Allow custom data for the active payment method to be provided to `PaymentResponse.prototype.complete`

[dcrousso]

It'd be great for there to be a standardized way for developers/merchants to provide data back to the PaymentRequest after it's been accepted. This would allow additional information to be provided back to the underlying platform payment method handler/UI.

I was thinking it'd be something like this:

partial interface PaymentResponse {
  [NewObject] Promise<undefined> complete(optional PaymentComplete result = "unknown", optional PaymentMethodData paymentMethod);
}

or maybe even just

partial interface PaymentResponse {
  [NewObject] Promise<undefined> complete(optional PaymentComplete result = "unknown", optional object paymentMethodData);
}

Alternatively, we maybe might want to wrap the PaymentComplete in a new IDL dictionary (just like PaymentValidationErrors), which would also allow for more extension in the future if desired.
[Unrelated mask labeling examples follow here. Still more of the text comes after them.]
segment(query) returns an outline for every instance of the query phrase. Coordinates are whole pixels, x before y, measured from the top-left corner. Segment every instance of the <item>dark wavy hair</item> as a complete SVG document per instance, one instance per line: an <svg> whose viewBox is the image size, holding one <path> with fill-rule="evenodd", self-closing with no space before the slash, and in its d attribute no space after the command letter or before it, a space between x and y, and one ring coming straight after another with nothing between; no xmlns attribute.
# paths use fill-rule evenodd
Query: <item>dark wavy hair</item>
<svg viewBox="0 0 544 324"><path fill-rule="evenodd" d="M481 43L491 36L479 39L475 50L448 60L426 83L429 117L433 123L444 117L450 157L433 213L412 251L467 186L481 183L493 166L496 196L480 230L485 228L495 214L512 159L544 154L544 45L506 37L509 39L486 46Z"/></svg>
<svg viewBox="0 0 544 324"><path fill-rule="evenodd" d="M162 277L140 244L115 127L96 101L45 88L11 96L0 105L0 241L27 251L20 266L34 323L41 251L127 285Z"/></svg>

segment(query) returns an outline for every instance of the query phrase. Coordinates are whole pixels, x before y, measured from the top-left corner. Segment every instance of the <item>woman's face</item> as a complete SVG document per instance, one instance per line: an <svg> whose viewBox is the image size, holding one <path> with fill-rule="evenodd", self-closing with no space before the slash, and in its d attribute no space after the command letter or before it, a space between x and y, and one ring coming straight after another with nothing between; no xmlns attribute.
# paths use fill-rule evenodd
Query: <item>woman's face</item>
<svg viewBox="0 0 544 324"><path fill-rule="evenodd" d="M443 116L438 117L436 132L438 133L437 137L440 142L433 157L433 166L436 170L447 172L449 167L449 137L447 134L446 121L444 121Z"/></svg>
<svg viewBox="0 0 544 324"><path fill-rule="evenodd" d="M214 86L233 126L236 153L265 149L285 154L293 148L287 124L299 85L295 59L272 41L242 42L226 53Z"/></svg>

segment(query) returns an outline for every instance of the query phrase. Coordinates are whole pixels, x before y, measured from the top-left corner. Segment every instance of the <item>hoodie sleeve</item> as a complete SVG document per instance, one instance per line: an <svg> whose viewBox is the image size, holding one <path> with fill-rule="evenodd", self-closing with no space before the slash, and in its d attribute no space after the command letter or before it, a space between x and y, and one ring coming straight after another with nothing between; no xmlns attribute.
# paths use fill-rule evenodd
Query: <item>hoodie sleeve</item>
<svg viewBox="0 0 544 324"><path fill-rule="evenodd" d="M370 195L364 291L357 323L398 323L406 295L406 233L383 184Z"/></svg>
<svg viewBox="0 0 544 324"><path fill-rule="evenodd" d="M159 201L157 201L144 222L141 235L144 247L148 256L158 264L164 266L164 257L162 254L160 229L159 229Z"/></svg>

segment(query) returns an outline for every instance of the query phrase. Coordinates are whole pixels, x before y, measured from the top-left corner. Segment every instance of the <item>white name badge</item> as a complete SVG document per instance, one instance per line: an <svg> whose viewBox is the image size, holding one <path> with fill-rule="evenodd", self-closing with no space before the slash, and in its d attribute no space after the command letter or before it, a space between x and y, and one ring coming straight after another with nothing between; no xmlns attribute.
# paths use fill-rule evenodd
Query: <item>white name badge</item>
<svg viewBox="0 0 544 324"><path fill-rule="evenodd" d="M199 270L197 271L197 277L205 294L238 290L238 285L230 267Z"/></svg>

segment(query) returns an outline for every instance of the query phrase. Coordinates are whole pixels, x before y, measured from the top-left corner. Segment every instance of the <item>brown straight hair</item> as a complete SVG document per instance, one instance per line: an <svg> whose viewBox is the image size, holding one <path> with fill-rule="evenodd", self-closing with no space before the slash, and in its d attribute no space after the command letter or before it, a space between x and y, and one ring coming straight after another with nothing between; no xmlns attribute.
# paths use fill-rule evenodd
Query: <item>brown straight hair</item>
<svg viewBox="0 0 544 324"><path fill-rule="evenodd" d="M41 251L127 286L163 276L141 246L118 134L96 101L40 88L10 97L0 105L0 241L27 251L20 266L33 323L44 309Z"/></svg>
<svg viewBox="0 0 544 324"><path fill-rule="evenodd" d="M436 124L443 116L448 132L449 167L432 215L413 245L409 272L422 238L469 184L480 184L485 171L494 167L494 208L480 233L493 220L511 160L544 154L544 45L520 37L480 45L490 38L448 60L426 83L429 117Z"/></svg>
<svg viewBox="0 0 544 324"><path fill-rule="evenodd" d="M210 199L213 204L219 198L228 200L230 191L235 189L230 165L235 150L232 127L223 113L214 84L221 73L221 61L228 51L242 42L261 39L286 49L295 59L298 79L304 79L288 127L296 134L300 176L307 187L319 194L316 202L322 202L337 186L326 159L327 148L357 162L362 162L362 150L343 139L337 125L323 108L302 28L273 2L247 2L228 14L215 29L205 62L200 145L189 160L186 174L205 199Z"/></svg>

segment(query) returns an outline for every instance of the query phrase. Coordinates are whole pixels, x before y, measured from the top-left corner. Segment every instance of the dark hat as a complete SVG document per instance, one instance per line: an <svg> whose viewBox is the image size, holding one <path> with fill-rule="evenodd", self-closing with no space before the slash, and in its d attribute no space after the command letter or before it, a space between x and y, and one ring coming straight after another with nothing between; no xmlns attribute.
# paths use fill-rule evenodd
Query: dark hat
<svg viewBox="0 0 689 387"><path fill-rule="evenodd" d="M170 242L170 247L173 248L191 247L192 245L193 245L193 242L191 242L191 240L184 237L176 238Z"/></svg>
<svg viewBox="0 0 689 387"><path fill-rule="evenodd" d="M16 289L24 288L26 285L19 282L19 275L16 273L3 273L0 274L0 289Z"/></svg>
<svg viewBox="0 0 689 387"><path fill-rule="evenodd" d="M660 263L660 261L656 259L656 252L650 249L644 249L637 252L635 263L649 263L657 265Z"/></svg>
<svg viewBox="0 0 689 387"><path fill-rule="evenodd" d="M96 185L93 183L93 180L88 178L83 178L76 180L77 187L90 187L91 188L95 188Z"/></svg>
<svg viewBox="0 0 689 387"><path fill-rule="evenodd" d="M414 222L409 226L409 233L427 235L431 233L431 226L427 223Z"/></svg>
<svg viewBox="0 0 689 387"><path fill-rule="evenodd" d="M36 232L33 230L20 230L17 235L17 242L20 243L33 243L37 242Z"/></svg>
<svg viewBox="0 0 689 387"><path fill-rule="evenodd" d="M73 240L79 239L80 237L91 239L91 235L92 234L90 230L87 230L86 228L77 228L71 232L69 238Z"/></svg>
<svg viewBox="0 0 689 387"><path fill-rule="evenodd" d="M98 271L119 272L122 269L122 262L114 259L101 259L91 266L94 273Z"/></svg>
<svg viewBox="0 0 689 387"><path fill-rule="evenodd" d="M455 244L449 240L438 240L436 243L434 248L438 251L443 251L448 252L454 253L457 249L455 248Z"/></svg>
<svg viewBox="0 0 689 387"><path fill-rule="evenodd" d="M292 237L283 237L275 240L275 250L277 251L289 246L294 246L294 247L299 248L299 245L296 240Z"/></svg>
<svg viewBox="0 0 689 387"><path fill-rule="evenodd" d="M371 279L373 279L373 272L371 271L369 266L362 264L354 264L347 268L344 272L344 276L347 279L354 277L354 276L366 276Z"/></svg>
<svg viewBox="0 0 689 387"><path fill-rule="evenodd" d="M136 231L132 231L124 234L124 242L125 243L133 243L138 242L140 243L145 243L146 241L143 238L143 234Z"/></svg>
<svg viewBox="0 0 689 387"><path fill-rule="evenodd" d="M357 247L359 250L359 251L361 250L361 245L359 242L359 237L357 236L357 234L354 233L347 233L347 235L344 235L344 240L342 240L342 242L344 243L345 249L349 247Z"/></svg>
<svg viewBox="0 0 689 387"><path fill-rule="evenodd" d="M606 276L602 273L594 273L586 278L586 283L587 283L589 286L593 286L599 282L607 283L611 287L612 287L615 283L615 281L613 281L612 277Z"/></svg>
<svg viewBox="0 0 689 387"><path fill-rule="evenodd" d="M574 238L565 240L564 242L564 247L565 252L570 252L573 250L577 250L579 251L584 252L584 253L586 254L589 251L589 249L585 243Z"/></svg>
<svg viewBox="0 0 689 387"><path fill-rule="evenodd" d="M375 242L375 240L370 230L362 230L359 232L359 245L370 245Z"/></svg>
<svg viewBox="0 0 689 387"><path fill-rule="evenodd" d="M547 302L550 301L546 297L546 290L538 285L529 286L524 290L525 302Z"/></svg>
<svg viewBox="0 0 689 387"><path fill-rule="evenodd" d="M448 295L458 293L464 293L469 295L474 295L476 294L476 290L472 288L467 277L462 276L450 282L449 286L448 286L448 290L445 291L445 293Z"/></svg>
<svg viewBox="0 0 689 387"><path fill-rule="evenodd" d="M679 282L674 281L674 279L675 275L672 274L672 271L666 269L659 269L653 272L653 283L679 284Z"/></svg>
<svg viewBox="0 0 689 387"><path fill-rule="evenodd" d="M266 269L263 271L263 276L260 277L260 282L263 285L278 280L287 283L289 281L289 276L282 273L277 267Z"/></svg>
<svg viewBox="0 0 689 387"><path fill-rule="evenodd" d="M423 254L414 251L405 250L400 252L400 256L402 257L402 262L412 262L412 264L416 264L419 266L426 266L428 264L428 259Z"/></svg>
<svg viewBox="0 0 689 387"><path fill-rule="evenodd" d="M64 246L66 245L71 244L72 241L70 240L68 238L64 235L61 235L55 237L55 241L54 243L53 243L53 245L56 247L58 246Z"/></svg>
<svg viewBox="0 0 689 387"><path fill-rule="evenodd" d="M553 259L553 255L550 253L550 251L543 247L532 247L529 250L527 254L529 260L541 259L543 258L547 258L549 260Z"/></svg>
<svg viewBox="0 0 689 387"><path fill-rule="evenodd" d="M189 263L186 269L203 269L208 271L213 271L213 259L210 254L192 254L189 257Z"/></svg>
enum PaymentResultStatus {
  "fail",
  "success",
  "unknown"
}

dictionary PaymentResult {
    PaymentResultStatus status = "unknown";
    PaymentMethodData paymentMethod;
}

partial interface PaymentResponse {
  [NewObject] Promise<undefined> complete(optional PaymentResultStatus = "unknown"); // Would we still want/need this?
  [NewObject] Promise<undefined> complete(optional PaymentResult);
}

Though (in both cases) I'm not sure if we want just a PaymentMethodData or a sequence<PaymentMethodData> so that a developer/merchant can declaratively provide data back to all supported payment methods at once instead of having to adjust the data based on which payment method is currently being used.

[cyberphone]

Hi @dcrousso, As one of probably very few users of PaymentRequest (for Android only since iOS does not support custom payment applications), I came up with a similar need but different solution. The retry() method may be useful but in my case there is a pretty sophisticated wallet which only uses the PaymentResponse for navigation to a success page or back to a payment selection page (due to a failed or cancelled operation).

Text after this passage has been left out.